Monday, 15 October 2012

Referencing guidance

Within your research work, you will need to reference your sources in a bibliography. There's loads of guidance out there which is fairly confusing and contradictory and some of your lecturers are going to get hot under the collar if you get it wrong. If you've got those kind of lecturers and perhaps you're on a degree you may want to ignore this blog and search elsewhere under the heading Harvard Referencing

But if you're on a level 3 course and just starting out we'll be more than happy if you do the following...

As you identify the websites, books and journals you're going to source you research from (Including images) you need to keep a list at the end of your blog entry that lists these. This is referred to as your Bibliography...

Websites (images) Have a brief description of the image and then the HTML link and the date that it was accessed. You could group all of the different types together...

Image- Africanis Dog, Danielle Naude;  26th Jan 2015.

Websites (Written material) Again state the Publisher and the theme, the HTML link and the date it was accessed as below in this example.

Text - The Guardian Danielle Naude article "Africanis". 26th Jan 2015

Books With this start with whether you've used the resource for text or image based reference material. Give a brief description of what was used, then follow with the Title, Author, date of the publication (On the inside page) and the place where the book was published and the publishing group. If you've copied images from the book state at the start whether you've used images or text.

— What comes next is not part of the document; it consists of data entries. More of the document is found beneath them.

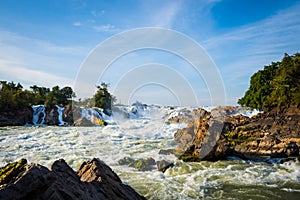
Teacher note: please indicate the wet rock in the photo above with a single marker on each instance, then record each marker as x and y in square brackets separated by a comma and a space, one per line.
[144, 164]
[18, 117]
[166, 151]
[9, 172]
[163, 165]
[83, 122]
[68, 114]
[184, 115]
[94, 180]
[126, 161]
[202, 139]
[51, 116]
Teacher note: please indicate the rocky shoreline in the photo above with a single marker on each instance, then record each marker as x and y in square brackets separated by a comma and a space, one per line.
[50, 116]
[93, 180]
[273, 134]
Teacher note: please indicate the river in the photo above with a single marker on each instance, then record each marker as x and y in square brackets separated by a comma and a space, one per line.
[142, 138]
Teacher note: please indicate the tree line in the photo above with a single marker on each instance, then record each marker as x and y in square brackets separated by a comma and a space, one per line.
[13, 96]
[278, 84]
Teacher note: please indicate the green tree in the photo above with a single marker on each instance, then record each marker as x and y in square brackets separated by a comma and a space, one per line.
[276, 85]
[103, 99]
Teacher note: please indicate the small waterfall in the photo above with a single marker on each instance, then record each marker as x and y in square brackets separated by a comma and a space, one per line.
[60, 111]
[92, 114]
[38, 115]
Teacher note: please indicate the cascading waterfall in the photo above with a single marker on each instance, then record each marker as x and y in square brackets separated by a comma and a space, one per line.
[39, 115]
[91, 114]
[60, 111]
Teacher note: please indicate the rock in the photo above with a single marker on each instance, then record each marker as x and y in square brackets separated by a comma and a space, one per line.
[166, 151]
[274, 133]
[126, 161]
[11, 171]
[144, 164]
[51, 116]
[68, 114]
[202, 139]
[163, 165]
[94, 180]
[18, 117]
[184, 115]
[83, 122]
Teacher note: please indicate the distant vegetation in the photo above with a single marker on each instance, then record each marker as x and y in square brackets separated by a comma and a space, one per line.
[101, 99]
[13, 96]
[276, 85]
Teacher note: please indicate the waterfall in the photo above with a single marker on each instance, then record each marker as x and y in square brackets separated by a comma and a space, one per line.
[60, 111]
[37, 119]
[92, 114]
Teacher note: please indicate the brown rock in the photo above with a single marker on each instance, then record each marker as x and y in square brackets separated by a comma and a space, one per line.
[202, 139]
[18, 117]
[95, 180]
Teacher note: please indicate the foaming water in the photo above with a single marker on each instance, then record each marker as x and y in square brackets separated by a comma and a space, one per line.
[142, 138]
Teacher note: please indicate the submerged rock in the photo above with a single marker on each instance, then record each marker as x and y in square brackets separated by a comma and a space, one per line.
[212, 137]
[142, 164]
[163, 165]
[202, 139]
[18, 117]
[94, 180]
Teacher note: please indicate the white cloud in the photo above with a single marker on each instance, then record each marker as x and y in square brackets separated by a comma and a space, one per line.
[166, 15]
[77, 24]
[9, 71]
[105, 28]
[242, 51]
[28, 60]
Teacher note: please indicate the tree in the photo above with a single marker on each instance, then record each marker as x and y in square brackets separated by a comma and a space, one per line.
[103, 99]
[276, 85]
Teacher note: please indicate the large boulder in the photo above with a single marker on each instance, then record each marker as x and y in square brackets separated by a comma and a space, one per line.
[18, 117]
[275, 133]
[94, 180]
[202, 138]
[211, 137]
[51, 116]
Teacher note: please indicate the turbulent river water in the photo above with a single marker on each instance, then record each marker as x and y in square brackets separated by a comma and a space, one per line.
[142, 138]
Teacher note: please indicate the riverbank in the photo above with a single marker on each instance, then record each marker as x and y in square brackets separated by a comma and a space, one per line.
[217, 134]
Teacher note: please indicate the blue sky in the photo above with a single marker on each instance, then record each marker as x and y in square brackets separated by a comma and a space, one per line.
[46, 42]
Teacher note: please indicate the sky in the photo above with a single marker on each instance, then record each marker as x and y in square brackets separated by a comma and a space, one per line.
[48, 43]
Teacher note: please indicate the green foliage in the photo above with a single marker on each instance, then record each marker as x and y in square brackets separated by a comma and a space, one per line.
[103, 99]
[276, 85]
[12, 96]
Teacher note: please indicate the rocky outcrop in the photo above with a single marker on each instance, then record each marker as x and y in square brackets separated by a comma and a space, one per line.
[212, 136]
[94, 180]
[202, 138]
[142, 164]
[184, 115]
[17, 117]
[275, 133]
[51, 116]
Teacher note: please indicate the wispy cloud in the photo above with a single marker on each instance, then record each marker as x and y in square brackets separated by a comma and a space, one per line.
[106, 28]
[10, 72]
[77, 24]
[29, 60]
[166, 15]
[246, 49]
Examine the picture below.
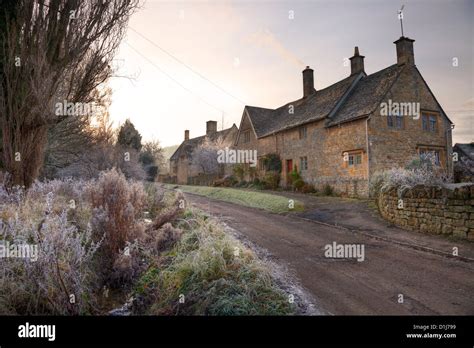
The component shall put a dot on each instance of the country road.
(428, 283)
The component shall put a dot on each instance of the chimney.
(211, 127)
(405, 54)
(357, 62)
(308, 82)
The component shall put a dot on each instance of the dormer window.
(395, 121)
(246, 135)
(303, 132)
(429, 122)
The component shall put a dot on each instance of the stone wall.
(448, 211)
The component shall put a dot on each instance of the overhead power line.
(186, 65)
(172, 78)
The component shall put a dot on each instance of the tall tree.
(53, 51)
(129, 137)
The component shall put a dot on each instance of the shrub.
(328, 190)
(419, 171)
(298, 184)
(205, 271)
(271, 180)
(166, 237)
(121, 202)
(308, 188)
(64, 269)
(272, 162)
(239, 171)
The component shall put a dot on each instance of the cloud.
(266, 39)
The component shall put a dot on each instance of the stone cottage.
(182, 169)
(341, 135)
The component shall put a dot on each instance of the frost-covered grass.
(213, 274)
(420, 171)
(270, 202)
(112, 234)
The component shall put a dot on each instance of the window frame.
(303, 132)
(395, 122)
(304, 163)
(426, 121)
(246, 136)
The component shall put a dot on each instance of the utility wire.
(186, 66)
(172, 78)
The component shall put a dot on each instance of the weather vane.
(400, 17)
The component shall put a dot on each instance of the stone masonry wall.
(431, 209)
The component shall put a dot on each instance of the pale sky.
(252, 52)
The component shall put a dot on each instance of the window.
(354, 159)
(395, 121)
(429, 122)
(424, 153)
(247, 136)
(304, 163)
(303, 132)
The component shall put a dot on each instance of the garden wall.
(447, 210)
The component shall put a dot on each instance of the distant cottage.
(340, 135)
(182, 169)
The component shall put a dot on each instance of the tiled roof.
(466, 149)
(313, 108)
(188, 146)
(366, 94)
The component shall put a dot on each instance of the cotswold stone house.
(182, 169)
(341, 135)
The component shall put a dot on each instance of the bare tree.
(53, 51)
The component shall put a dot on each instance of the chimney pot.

Text - Article about The Bechers, (Page 402). Photography The Whole Story; Juliet Hacking & David Campany; 2012; London; Thames and Hudson.

Magazines/Journals With this start with whether you've used the resource for text or image based reference material. Give a brief description of what was used, then follow with the Title, Author, the page the image was copied from, the magazine title and issue number and date and where the magazine was published. If the magazine is published by a publishing group include that at the end.

Image -  Couple dancing, from series 'Poem' By Charlotte Tanguy (Page 26). British Journal of Photography, Issue 7824 (May 2014). London. BJP.

One of the secrets to blagging references at level 3 is to be consistent in the way that you do it, follow the same approach with every reference. Needless to say, if your lecturer suggests another way, go with their advice.

Quoting Text within your written material This is something we're always asking for and expect you to include in your work. It demonstrates that you're reading the research material and comprehending it and then using it in your written work to support your arguments and points of view. First some guidance about how to use quotes in your work...

  • The quotes should constitute no more than 10% of your written work.
  • They need to be clearly identified and obvious from the main body of text, much in the same way as this list of instructions is by use of indent.
  • Use inverted comma's to indicate the quote, use italics, separate the quote from the main paragraph.
  • Then follow it up with the reference using pretty much similar conventions as above...

In the image here we see that above (1) the text/writing is to the left and then the sentence leads us into the use of the quote. We identify that this is a quote at (2) by first indenting the text to the right slightly and with the additional use of the inverted commas. (3) The main body of the text is slightly smaller and again this is useful as it helps to show that this section is different e.g. a quote. Then finally the quote is referenced at (4). In this instance a website.

This same approach should be used in your blog or any written material. In a blog, especially if you're using Blogger you can create the indent with the use of a bullet point at the start.

Again I have to reiterate this may not be degree level referencing, but for level three this will suffice (Subject to the demands of your course specs and teachers).